The image of what the little elf's life had probably been like during this time had the grin begin to slide off his face. He'd have to send a letter to Lichfield and see how the hunt for Dobby was going. It was Thursday, and if he hadn't been so distracted he would've realized he hadn't heard a word from the old man since he'd left Gringotts on Saturday.
Harry knew Lichfield would sort it all out. He didn't seem the type to let a little thing like not knowing anything about the people he was trying to find stand in his way of getting the job done. Still, giving the gnarled old wizard a poke in the side wouldn't hurt.
These thoughts were way too serious for Harry at the moment so he reread the letter that had given him the smile in the first place. It didn't take long, there was only one word: YES!

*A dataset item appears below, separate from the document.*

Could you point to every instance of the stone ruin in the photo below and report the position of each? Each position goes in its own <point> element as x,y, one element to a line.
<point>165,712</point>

That had his smile back in place.
A short, quick knock! was all the warning he had before the door opened and a streak of red hair stormed in. Harry reflexively balled his hand around the tiny scrap of parchment as Ron came up short in mid-stampede when he saw the desk unoccupied.
"Harry, you in here?" his friend asked.
"Yeah," Harry answered, sitting up on the bed behind Ron and drawing his attention to him.

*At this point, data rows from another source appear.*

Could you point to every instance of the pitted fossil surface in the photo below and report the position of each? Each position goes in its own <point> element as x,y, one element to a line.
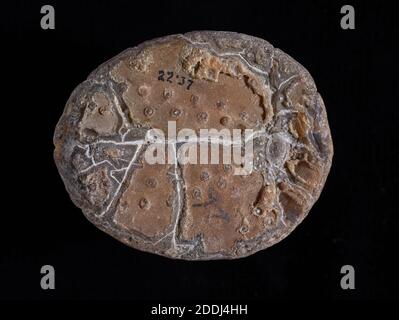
<point>200,80</point>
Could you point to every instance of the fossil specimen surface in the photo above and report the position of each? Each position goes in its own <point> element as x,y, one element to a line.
<point>199,80</point>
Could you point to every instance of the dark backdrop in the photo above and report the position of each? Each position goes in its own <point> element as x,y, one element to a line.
<point>354,222</point>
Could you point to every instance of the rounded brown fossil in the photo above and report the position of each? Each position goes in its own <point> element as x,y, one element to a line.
<point>195,210</point>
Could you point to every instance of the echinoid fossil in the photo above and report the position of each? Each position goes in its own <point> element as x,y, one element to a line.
<point>199,80</point>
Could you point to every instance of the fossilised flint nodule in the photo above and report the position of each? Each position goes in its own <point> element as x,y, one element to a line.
<point>199,80</point>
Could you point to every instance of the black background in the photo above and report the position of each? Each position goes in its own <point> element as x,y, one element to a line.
<point>354,222</point>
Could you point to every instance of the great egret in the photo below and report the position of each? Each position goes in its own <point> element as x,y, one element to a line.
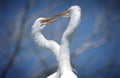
<point>65,67</point>
<point>37,28</point>
<point>63,59</point>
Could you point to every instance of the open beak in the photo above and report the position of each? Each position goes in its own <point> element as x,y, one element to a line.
<point>50,20</point>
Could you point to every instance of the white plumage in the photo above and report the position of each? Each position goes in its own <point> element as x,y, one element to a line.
<point>62,52</point>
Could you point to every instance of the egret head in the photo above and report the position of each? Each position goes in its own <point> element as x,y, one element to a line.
<point>40,23</point>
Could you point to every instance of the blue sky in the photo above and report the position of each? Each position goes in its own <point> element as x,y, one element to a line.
<point>100,61</point>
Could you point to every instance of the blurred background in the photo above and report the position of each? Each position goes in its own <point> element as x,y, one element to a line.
<point>95,47</point>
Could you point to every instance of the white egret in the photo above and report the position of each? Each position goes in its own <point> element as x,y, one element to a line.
<point>37,29</point>
<point>65,67</point>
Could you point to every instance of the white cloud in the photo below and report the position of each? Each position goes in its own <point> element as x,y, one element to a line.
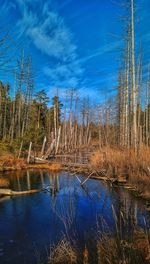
<point>48,32</point>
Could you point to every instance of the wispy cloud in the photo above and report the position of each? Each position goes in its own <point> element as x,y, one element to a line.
<point>103,51</point>
<point>49,33</point>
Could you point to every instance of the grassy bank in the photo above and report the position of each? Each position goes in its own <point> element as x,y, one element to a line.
<point>130,250</point>
<point>125,166</point>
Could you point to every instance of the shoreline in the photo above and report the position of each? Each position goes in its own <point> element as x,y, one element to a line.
<point>85,169</point>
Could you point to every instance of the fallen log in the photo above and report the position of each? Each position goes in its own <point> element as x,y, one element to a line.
<point>9,192</point>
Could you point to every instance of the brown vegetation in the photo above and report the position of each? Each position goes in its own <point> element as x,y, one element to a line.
<point>119,162</point>
<point>10,162</point>
<point>46,166</point>
<point>4,182</point>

The voice of Mrs. Weasley chided from somewhere below them, "I insist you open this door and tell me what's going on! I'll blast the door–!"
"Why, what's going on?" Harry asked as he shut the door to block out the noise.
"I should be asking you that," his friend declared as if some great crime had been committed against him. "What is going on?"
"Oh, the game!" Harry exclaimed, his brain finally catching up. "How'd we do?"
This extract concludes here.